We were served two tasting menus--plus wine flights--back-to-back. (You're feeling sorry for me, right?) The food was incredible, but even better? They gave me kitchen access. So instead of tweeting most of the night (it was a Tweet-up, after all), I was hanging out with the staff.

Wanna peek in the kitchen? Come along with me....

This looks promising, doesn't? Surprise! More wines to follow with the second tasting menu. Good thing I stayed over night!

Commemorative plate preview.

While the other guests were engrossed with electronic devices, I took a peek in the kitchen.
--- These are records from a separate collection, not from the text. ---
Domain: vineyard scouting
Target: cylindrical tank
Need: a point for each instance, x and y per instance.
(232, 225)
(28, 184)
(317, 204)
Meet Raja. If you think of the kitchen as theater, this guy is the director. He heads off any potential problems and paced our multi-course dinner. A big, heartfult thank you to Raja, who gave me carte blanche kitchen access.

With a name like that, he was destined to rule, eh?
Raja = East Indian prince or monarch. Julius = Roman ruler.

Tulalip Resort has five restaurants and for our meal, the chefs alternated courses. Here's the Excecutive crew.

Salad prep, with a chive garnish

Here's the chef in charge of our 1st course.

1st course, waiting in the wings--an expansive hallway between the kitchen and the ballroom.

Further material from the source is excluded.